T cells from patients with GBM were stimulated with autologous DCs pulsed with CMV pp65 RNA, and the function of the effector CMV pp65-specific T cells was measured.
In this study, we demonstrate the ability to elicit CMV pp65-specific immune responses in vitro using RNA-pulsed autologous DCs generated from patients with newly diagnosed GBM. Importantly, CMV pp65-specific T cells lyse autologous, primary GBM tumor cells in an antigen-specific manner. Moreover, T cells expanded in vitro using DCs pulsed with total tumor RNA demonstrated a 10- to 20-fold expansion of CMV pp65-specific T cells as assessed by tetramer analysis and recognition and killing of CMV pp65-expressing target cells.

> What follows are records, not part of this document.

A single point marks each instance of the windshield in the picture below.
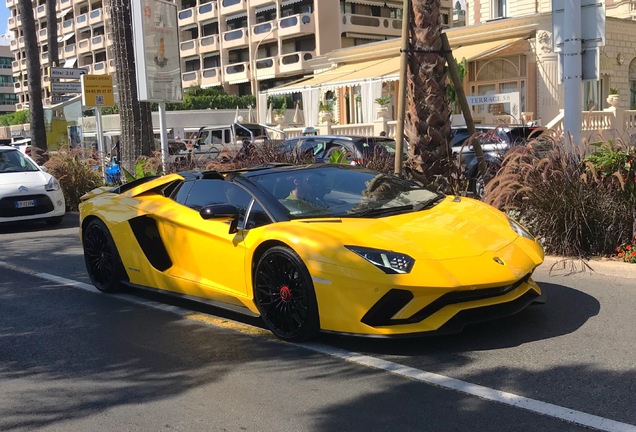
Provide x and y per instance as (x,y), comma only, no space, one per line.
(15,161)
(342,191)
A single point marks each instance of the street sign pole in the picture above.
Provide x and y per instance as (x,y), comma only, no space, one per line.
(164,136)
(100,141)
(572,70)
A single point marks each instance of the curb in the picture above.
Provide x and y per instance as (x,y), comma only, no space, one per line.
(568,265)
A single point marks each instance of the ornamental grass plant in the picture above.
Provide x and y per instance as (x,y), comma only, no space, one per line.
(76,171)
(573,208)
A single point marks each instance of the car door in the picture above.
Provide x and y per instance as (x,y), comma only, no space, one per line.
(205,252)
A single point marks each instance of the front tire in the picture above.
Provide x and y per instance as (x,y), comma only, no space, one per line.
(54,221)
(284,294)
(102,259)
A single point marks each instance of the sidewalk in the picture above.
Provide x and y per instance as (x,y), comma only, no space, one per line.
(560,265)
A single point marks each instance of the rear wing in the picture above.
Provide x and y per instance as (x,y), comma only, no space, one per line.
(134,188)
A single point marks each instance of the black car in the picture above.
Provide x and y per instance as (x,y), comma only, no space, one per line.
(320,147)
(495,142)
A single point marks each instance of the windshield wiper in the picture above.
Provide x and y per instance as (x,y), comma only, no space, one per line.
(382,211)
(428,204)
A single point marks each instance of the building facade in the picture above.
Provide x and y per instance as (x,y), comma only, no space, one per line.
(243,45)
(508,48)
(8,98)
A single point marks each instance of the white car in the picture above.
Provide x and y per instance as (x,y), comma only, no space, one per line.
(27,191)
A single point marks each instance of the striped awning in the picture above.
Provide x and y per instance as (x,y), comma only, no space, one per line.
(386,69)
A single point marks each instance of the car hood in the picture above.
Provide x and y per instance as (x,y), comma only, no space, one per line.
(27,179)
(450,230)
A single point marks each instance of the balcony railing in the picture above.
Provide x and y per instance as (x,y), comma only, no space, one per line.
(296,25)
(190,78)
(81,21)
(70,50)
(209,44)
(95,16)
(266,68)
(296,62)
(68,26)
(97,42)
(379,26)
(235,38)
(232,6)
(84,46)
(189,48)
(207,11)
(264,31)
(237,72)
(211,77)
(99,68)
(187,16)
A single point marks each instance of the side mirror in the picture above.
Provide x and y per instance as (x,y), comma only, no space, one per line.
(221,212)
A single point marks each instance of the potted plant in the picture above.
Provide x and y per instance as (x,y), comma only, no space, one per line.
(614,96)
(326,111)
(383,106)
(279,113)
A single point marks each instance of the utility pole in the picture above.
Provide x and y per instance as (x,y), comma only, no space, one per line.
(572,70)
(399,133)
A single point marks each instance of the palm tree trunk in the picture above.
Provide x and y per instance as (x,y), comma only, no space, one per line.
(51,33)
(136,117)
(427,119)
(34,81)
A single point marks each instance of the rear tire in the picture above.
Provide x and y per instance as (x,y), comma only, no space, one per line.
(284,294)
(102,260)
(54,221)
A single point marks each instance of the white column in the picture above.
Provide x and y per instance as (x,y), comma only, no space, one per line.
(572,70)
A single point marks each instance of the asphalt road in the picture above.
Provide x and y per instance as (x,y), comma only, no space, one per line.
(72,359)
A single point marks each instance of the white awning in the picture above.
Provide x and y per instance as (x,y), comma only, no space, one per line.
(65,37)
(63,13)
(370,2)
(364,36)
(236,16)
(266,8)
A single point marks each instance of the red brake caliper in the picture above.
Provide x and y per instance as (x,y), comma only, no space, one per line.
(285,293)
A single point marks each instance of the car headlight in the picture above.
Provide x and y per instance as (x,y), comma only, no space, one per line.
(52,185)
(516,227)
(388,261)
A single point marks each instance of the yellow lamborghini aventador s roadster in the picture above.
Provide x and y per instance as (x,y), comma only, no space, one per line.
(313,248)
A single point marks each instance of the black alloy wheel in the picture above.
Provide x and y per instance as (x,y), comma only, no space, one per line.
(102,259)
(284,295)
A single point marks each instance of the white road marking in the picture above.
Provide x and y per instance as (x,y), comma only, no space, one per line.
(533,405)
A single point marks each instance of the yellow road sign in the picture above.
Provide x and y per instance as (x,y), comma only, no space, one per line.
(97,90)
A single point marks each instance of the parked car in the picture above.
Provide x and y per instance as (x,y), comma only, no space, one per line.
(309,248)
(318,148)
(224,142)
(495,142)
(27,191)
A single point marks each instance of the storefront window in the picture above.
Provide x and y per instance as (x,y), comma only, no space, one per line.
(496,76)
(632,84)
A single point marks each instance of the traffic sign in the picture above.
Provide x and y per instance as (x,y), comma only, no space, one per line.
(60,99)
(97,90)
(65,87)
(592,24)
(69,73)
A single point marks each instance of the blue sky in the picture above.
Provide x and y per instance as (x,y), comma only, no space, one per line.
(4,17)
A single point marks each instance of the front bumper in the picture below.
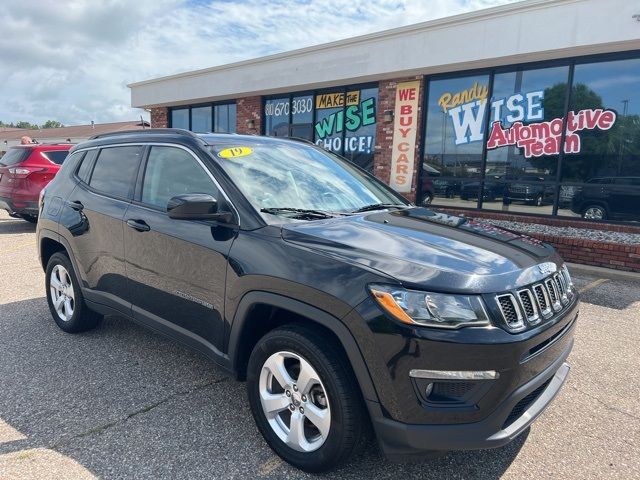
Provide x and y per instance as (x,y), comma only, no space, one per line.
(409,424)
(404,442)
(522,197)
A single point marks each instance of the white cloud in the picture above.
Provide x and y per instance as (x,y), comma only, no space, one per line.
(71,60)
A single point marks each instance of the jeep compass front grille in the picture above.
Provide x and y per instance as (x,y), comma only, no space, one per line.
(511,311)
(535,303)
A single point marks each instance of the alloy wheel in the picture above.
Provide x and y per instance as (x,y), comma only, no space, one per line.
(294,401)
(62,294)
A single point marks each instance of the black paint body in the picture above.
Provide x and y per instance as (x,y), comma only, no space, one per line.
(197,281)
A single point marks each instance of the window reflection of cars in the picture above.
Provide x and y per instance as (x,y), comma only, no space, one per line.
(446,188)
(615,198)
(493,189)
(427,183)
(529,189)
(566,195)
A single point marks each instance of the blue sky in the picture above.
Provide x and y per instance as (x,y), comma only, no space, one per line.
(71,60)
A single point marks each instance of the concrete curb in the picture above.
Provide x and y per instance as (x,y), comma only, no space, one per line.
(604,272)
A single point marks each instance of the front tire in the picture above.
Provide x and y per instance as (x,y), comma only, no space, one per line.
(304,398)
(29,218)
(64,297)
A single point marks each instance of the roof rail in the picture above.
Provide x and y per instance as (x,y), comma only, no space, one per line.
(147,131)
(301,140)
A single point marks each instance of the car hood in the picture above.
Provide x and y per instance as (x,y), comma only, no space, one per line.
(422,248)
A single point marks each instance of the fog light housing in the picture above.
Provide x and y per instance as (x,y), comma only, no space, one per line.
(428,389)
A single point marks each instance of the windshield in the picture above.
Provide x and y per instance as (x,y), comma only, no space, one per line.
(279,175)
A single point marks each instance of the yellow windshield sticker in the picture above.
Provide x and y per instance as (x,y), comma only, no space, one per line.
(235,152)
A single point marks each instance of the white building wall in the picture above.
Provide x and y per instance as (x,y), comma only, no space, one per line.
(521,32)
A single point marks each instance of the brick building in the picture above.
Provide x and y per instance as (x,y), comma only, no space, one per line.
(528,111)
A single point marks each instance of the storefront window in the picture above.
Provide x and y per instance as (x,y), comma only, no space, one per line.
(598,165)
(360,133)
(180,118)
(225,118)
(205,118)
(451,170)
(601,169)
(276,117)
(523,142)
(201,119)
(302,117)
(342,121)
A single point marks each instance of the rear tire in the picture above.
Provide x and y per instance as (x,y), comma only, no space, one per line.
(64,297)
(334,424)
(594,212)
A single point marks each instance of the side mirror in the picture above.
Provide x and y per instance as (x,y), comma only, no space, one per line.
(196,206)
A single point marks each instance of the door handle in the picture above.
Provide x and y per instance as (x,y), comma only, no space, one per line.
(76,205)
(139,225)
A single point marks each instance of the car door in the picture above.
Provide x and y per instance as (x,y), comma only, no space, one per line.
(624,197)
(92,220)
(176,268)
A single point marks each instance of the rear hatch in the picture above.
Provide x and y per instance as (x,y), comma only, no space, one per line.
(14,156)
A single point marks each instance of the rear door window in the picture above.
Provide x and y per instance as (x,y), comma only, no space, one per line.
(115,171)
(14,156)
(56,156)
(84,169)
(173,171)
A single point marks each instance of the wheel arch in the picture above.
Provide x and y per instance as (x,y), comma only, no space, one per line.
(260,312)
(50,242)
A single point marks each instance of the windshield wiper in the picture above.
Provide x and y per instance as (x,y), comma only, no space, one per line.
(379,206)
(298,212)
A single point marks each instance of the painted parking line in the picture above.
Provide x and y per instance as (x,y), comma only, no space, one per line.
(593,284)
(269,466)
(17,247)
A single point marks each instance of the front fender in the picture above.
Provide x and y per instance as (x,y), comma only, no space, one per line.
(335,325)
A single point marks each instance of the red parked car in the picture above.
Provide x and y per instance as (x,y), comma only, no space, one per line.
(24,171)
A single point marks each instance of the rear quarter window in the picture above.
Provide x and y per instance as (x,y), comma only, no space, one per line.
(56,156)
(115,171)
(14,156)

These data collectively demonstrate that CMV-specific T cells can effectively target glioblastoma tumor cells for immunologic killing and support the rationale for the development of CMV-directed immunotherapy in patients with GBM.
尽管采用了积极的传统疗法,胶质母细胞瘤(GBM)仍然无一例外都是致命的。免疫疗法利用免疫系统特异性攻击恶性细胞,提供了一种毒性较小的治疗选择。GBM中巨细胞病毒(CMV)抗原的表达为针对这些病毒蛋白进行肿瘤免疫治疗提供了独特的机会。尽管几个实验室已经证实恶性胶质瘤中存在CMV,但其作为GBM免疫靶点的相关性尚未确立。本研究的目的是探讨由CMV pp65 RNA转染的树突状细胞(DC)刺激的T细胞是否以抗原特异性方式靶向并消除自体GBM肿瘤细胞。
用CMV pp65 RNA脉冲处理的自体DC刺激GBM患者的T细胞,并检测效应性CMV pp65特异性T细胞的功能。
在本研究中,我们证明了使用新诊断GBM患者产生的RNA脉冲自体DC在体外引发CMV pp65特异性免疫反应的能力。重要的是,CMV pp65特异性T细胞以抗原特异性方式裂解自体原发性GBM肿瘤细胞。此外,通过四聚体分析以及对表达CMV pp65的靶细胞的识别和杀伤评估,使用总肿瘤RNA脉冲处理的DC在体外扩增的T细胞显示CMV pp65特异性T细胞扩增了10至20倍。
这些数据共同表明,CMV特异性T细胞可以有效地靶向胶质母细胞瘤肿瘤细胞进行免疫杀伤,并支持在GBM患者中开展CMV导向免疫治疗的理论依据。